Ne var ki, her ülkenin (hatta bölgenin, gelir gruplarının, y.n.)
kültürel özellikleri dikkate alınarak ikincil
markaların (bir markaya bağlı olmakla birlikte başka
ad verilen markalar, y.n.) da çok fazla
yaygınlaşması, gerçekte birkaç markanın elindeki
pazann çok fazla sayıdaki markalar arasında
paylaşılmış gibi görünmesine neden olmaktadır.

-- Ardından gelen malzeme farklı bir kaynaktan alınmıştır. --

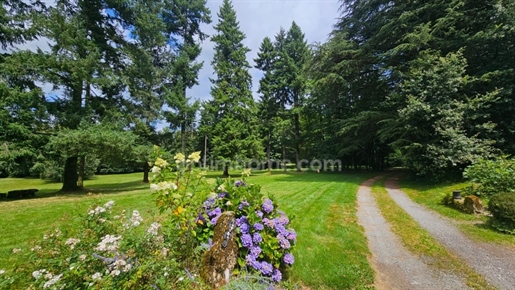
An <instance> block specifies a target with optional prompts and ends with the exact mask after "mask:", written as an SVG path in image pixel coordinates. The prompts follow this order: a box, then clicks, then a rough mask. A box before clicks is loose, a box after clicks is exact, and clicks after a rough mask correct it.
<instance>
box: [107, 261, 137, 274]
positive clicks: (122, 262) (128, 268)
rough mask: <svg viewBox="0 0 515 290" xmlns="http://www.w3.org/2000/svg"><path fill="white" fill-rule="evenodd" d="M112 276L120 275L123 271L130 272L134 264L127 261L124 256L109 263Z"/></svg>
mask: <svg viewBox="0 0 515 290" xmlns="http://www.w3.org/2000/svg"><path fill="white" fill-rule="evenodd" d="M109 267H110V269H111V272H110V273H109V274H110V275H111V276H118V275H120V273H121V272H129V271H130V270H131V269H132V264H130V263H127V261H125V260H124V259H123V258H121V259H116V261H114V262H113V263H112V264H111V265H109Z"/></svg>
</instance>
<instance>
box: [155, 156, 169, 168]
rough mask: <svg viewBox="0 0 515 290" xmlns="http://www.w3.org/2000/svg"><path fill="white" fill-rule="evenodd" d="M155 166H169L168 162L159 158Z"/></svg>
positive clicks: (157, 157)
mask: <svg viewBox="0 0 515 290" xmlns="http://www.w3.org/2000/svg"><path fill="white" fill-rule="evenodd" d="M154 166H157V167H161V168H163V167H166V166H168V162H167V161H166V160H164V159H162V158H159V157H157V159H156V163H154Z"/></svg>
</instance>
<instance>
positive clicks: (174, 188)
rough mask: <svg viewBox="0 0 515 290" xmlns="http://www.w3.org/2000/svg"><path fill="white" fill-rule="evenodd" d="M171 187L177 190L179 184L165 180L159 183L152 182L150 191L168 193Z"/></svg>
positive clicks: (150, 187) (173, 188)
mask: <svg viewBox="0 0 515 290" xmlns="http://www.w3.org/2000/svg"><path fill="white" fill-rule="evenodd" d="M170 189H172V190H173V191H175V190H177V184H175V183H173V182H169V181H163V182H159V183H157V184H155V183H152V184H151V185H150V192H156V191H164V194H168V193H169V190H170Z"/></svg>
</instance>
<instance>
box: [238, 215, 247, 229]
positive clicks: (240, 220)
mask: <svg viewBox="0 0 515 290" xmlns="http://www.w3.org/2000/svg"><path fill="white" fill-rule="evenodd" d="M243 223H247V217H246V216H242V217H239V218H237V219H236V226H237V227H239V226H241V224H243Z"/></svg>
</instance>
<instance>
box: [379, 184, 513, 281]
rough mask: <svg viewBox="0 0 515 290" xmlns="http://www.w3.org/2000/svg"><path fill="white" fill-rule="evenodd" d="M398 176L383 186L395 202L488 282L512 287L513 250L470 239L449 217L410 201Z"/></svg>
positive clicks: (495, 245)
mask: <svg viewBox="0 0 515 290" xmlns="http://www.w3.org/2000/svg"><path fill="white" fill-rule="evenodd" d="M397 181H398V178H396V177H392V178H388V179H387V180H386V182H385V187H386V189H387V190H388V193H389V194H390V195H391V197H392V198H393V199H394V200H395V202H396V203H397V204H398V205H399V206H400V207H402V208H403V209H404V210H405V211H406V212H407V213H408V214H409V215H411V217H412V218H413V219H415V220H416V221H417V222H418V223H419V224H420V225H421V226H422V227H423V228H424V229H426V230H427V231H428V232H429V233H430V234H431V235H432V236H433V237H434V238H435V239H436V240H437V241H438V242H440V243H441V244H442V245H444V246H445V247H446V248H447V249H449V250H451V251H452V252H454V253H455V254H456V255H458V256H459V257H461V258H462V259H463V260H464V261H466V262H467V264H468V265H469V266H470V267H471V268H473V269H474V270H476V271H477V272H478V273H480V274H482V275H483V276H484V277H485V278H486V279H487V280H488V281H489V282H490V283H491V284H492V285H494V286H496V287H499V288H501V289H515V251H514V250H513V249H509V248H506V247H502V246H499V245H494V244H487V243H480V242H476V241H473V240H471V239H469V238H467V237H466V236H465V235H463V234H462V233H461V232H460V231H459V230H458V229H457V228H456V227H455V226H454V225H453V224H452V223H451V222H450V221H449V220H447V219H444V218H443V217H442V216H440V215H439V214H437V213H435V212H433V211H430V210H428V209H426V208H425V207H423V206H420V205H419V204H417V203H415V202H413V201H412V200H411V199H410V198H409V197H408V196H407V195H406V194H405V193H404V192H402V191H401V190H399V186H398V184H397Z"/></svg>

Gerçekte, kültürel homojenleşmenin varlığı tartışmasız kabul
edilecek olunursa, toplumların, ülkelerde yer alan
çeşitli sivil toplum kuruluşlarının ve tüketicilerin
tepkileri göz ardı edilmiş sayılır.
Kumar da, ülkelerin kendi kültürel kaynaklarına sahip olacaklarını
ve daha da önemlisi bir mücadelenin söz konusu
olacağından bahseder. Bu konuda Baudrillard ise
şöyle demektedir: "... Ortada kazanılacak ya da
kaybedilecek fiilen çok şey vardır ve küreselleşme
peşinen kazandı diye bir şey söz konusu değildir.
Onun yıkıcı ve tek bir türe dönüştürme gücü
karşısında, her yerde birbirinden farklı, heterojen
güçlerin ayağa kalktığı görülmektedir ve bu güçler
sadece farklı değil, aynı zamanda hasım güçlerdir ve
alt edilmeleri zordur."
Mattelart da, Baudrillard 'ı destekleyen bir açıklamada bulunur:
"Kültürler arası ilişkiler üzerine yapılan yeni
varsayımlar, dünyanın aşağı yukarı her yerinde, dış
pazarların benimsettiği zorunluluklara pek boyun
eğmeyen bir ekonomik ve toplumsal modelin birincil
koşulu olan yerel kültürlerin, yeniden değer
kazanması sürecinin başladığını göstermektedir."
Ancak, Mattelart'in şu ifadesi de önemli bir noktaya işaret
etmektedir: "Dünya ticaret tarihi boyunca,
hegemonyacı güçlerin aktardıkları kültürel ve
kurumsal modellere direnen, bu modellerden
etkilenen, onlarla benzeşen ya da kaybolan halklar
ve kültürler olmuştur. Bu kültür potalarında
bağdaşımlar da doğmuştur.24
Bu açıklamalarla, küreselleşmeye ve kültürel homojenleşmeye karşı
mücadelelerin bulunduğu inkâr edilemeyecektir.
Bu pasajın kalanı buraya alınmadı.